Why choose a brushless motor?
There are two types of electric motors
usedin model making: brushed motors and brushless motors. While the less expensive brushed motors are still used for entry-level electric vehicles or crawlers, brushless motors have won the hearts of RC drivers who are fans of miniature car racing.
brushless motors are perfectly suited to miniature car racing thanks to their many advantages:
- no brush friction, meaning less wear and tear, longer engine life, lower power consumption, and better performance
- no need for break-in, so they are ready to use right out of the box
- less maintenance, just dust them off from time to time
brushless motors have naturally taken a prominent place in RC modeling, but choosing the right motor for your electric vehicle can seem complicated. In this article, we will explain the characteristics of these motors, how to choose one, and how to adapt it to your car using an ESC controller.

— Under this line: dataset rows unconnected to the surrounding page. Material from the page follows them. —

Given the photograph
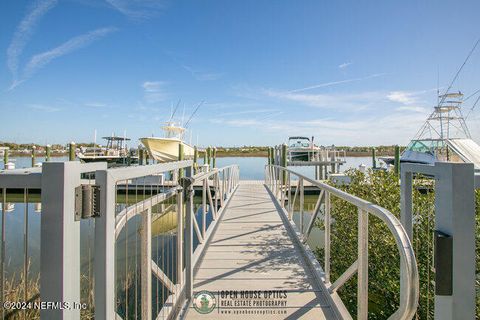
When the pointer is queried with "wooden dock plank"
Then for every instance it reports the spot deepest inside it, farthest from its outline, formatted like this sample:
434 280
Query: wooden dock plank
252 250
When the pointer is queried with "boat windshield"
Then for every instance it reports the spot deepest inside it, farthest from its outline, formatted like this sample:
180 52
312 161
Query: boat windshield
299 142
173 131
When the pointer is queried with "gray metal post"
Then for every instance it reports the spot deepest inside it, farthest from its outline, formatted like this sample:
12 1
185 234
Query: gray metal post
362 286
146 264
302 202
180 212
104 258
189 243
333 158
47 152
455 219
5 159
60 234
455 216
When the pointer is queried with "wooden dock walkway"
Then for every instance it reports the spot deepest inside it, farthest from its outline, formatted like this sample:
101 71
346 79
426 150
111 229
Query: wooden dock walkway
253 249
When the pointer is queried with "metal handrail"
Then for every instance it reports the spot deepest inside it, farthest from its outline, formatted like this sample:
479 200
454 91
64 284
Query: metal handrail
278 179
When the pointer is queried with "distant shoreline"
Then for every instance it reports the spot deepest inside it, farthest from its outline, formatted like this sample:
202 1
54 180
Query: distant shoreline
258 154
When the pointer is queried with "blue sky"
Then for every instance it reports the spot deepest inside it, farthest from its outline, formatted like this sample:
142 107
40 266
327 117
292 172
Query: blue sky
347 72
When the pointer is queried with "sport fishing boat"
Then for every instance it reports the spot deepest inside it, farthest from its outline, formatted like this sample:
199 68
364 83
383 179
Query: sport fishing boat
165 149
301 149
443 137
114 153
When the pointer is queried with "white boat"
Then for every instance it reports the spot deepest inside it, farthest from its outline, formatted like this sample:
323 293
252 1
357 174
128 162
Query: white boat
301 149
165 149
115 153
443 137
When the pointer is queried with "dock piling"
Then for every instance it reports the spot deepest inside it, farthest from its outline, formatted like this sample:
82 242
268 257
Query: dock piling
195 159
5 158
181 156
140 156
397 159
333 158
284 162
47 152
33 156
71 151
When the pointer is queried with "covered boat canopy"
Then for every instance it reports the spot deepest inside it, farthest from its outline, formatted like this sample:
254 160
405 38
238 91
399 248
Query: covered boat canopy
467 149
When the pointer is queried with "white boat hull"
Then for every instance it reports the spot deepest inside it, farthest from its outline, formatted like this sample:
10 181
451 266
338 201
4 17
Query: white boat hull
166 149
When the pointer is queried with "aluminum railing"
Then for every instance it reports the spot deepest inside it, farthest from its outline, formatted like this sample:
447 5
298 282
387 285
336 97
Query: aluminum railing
173 277
279 181
127 260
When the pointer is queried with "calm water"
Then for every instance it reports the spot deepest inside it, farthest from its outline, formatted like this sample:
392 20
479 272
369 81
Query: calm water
251 168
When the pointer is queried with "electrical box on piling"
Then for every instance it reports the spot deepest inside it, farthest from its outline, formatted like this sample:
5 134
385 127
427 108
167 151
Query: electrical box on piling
87 202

How to choose your brushless motor?
Motor size
The size of the brushless motor is the first criterion to consider. The size of the motor is always proportional to the size of the radio-controlled vehicle. It is therefore important to choose a motor that is suitable for the scale of the vehicle. For example, a motor for 1/8 scale vehicles is far too large to be installed on a 1/10 scale vehicle.
The relationship between torque and motor speed
The kv indicates the number of revolutions per minute per volt, i.e., the theoretical maximum speed of the motor. For example, a 3,800 kv motor will be capable of rotating at 3,800 rpm for 1 volt, or 28,120 rpm with a 7.4V Lipo battery. You may also find a T number attached to motors brushless, which is a reference for RC competition pilots.

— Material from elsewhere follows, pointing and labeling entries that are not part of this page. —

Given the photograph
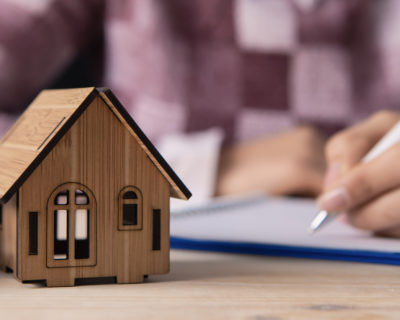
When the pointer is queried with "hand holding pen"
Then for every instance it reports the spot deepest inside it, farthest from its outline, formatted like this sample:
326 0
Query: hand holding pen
363 177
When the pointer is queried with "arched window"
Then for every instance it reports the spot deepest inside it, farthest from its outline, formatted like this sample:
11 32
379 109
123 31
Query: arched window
130 209
71 227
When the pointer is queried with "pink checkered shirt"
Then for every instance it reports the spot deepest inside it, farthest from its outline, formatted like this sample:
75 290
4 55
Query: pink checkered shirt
252 67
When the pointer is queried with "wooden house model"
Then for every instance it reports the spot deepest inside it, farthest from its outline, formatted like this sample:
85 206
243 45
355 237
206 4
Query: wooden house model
84 193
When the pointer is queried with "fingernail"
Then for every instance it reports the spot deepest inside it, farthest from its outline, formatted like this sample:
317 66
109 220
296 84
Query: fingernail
332 173
343 218
335 200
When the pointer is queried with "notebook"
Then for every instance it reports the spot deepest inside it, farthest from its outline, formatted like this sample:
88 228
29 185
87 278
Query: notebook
275 226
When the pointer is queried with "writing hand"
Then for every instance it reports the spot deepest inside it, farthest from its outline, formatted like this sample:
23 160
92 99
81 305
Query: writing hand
368 193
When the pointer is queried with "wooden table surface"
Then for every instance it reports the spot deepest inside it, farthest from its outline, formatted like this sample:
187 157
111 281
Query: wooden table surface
220 286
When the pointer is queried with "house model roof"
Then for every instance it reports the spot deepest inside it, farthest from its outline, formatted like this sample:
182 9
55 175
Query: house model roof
53 112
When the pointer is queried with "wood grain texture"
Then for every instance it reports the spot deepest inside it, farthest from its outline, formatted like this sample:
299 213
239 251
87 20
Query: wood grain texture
99 153
8 236
34 130
221 286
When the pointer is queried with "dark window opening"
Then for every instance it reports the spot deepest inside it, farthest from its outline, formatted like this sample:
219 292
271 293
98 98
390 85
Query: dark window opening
129 195
129 214
33 233
62 198
81 197
61 234
82 247
156 229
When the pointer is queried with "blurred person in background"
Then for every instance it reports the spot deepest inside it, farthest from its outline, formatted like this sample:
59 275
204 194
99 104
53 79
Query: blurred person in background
276 76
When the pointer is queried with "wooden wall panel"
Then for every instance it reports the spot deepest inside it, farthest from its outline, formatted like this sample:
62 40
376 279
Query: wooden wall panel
8 235
100 153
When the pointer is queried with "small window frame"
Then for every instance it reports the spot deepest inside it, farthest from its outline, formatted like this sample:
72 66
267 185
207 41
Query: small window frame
138 202
72 261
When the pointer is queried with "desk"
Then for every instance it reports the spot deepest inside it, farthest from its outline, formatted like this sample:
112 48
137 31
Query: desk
220 286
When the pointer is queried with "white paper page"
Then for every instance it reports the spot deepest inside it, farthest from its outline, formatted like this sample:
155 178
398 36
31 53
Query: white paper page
267 220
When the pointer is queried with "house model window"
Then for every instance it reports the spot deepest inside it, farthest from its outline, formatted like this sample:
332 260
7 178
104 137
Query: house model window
130 209
71 222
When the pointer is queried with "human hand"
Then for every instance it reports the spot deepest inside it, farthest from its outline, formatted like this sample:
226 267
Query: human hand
291 163
368 193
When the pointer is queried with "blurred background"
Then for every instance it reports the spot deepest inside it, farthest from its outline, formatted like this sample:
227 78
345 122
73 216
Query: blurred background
253 69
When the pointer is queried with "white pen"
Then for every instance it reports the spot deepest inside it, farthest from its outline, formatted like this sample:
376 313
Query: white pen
387 141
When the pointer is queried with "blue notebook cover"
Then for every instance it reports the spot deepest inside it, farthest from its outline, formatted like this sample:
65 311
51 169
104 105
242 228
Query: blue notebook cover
275 227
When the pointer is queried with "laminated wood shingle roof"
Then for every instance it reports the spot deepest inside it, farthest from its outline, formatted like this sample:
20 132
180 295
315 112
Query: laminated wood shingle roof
45 122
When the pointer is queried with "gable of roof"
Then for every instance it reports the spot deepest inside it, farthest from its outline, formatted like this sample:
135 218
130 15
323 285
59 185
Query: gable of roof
45 122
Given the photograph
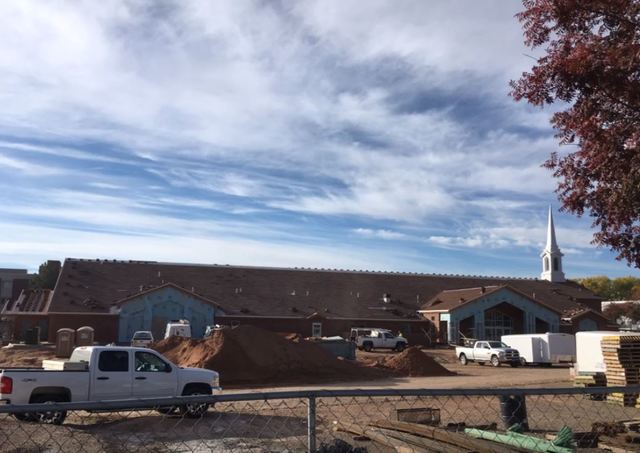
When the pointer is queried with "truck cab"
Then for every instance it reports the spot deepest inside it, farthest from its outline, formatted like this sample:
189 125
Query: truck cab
382 339
102 373
493 352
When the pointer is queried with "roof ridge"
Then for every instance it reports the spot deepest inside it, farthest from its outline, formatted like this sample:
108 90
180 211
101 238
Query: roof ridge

It is important to note that increasing the kv speed comes at the expense of torque. You should therefore choose the best ratio for your needs. Here are some guidelines to help you choose the right speed for your motor.
On On-road:
- at 1/8 scale, you can choose a number of revolutions per minute per volt of around 2600 kv
- at 1/10 scale, for leisure 4500 kv, for competition 6500 kv
Outside of On-road:
- at 1/8 scale, you can choose a number of revolutions per minute between 1900 and 2200 kv
- At a scale of 1/10, for leisure use 3800 kv, for competition 5000 kv
What does T mean?
T is mainly used in RC competitions. Motors with Brushed brushed were classified by revolutions (T) according to their winding. Out of habit, this designation has been retained to indicate the power of motors brushless.
Here are two diagrams to help you convert kv to T:
The number of poles
Pairs of magnets are glued to the motor rotor. They generate magnetic poles, which can number 2, 4, 6, etc. These poles directly influence torque and speed. A motor with a low number of poles will run faster than a motor with a high number of poles, but will have lower torque. For example, with the same controller, a 2-pole motor will have twice the rotational speed but half the torque. Most controllers are designed for 4-pole motors.
Motor with sensor or sensorless?
Motors with sensors (also called sensored motors) are more expensive than theirsensorless counterparts. By indicating the position of the rotor to the controller, the sensor improves the flexibility, torque, and speed of the motor. However, sensored motors are rarely waterproof, which is their main disadvantage.
Please note that to take full advantage of a sensored motor, it must be paired with a SEC controller that is compatible with sensored motors.
Maximum motor power consumption (W)
The maximum power consumption of the motor, indicated in watts, is important to remember when choosing a controller car as the controller must be capable of delivering this power.
How to choose your ESC electronic ESC
What is an ESC electronic used for?
The ESC (electronic speed controller), also known as an ESC electronic, is an essential component for the motor to function. It connects the motor to the battery and delivers the necessary current according to the motor's demands. The motor consumes the most power during acceleration and braking; the rest of the time, consumption is relatively low.
What amperage for my ESC?
The first thing to check when choosing an ESC is that it meets the motor's requirements. The power in watts is determined by the formula P=UI. Since the voltage U is constant (7.4V for a LiPo battery), a motor with high maximum consumption must be coupled with a controller that delivers a high amperage.
To choose your ESC, you must therefore calculate the amperage required for the motor to function properly. For example, the calculation for a motor that consumes 463W and has a voltage of 7.4V is: I=463/7.4=62.6A. You should always choose an ESC with an amperage higher than the value obtained from the calculation. In the previous example, you could use an 80A controller. This is because if the amperage is too low, the ESC may overheat. Sometimes, the continuous amperage supported is not indicated with the ESC. In this case, you need to look at the minimum number of revolutions accepted (indicated in T).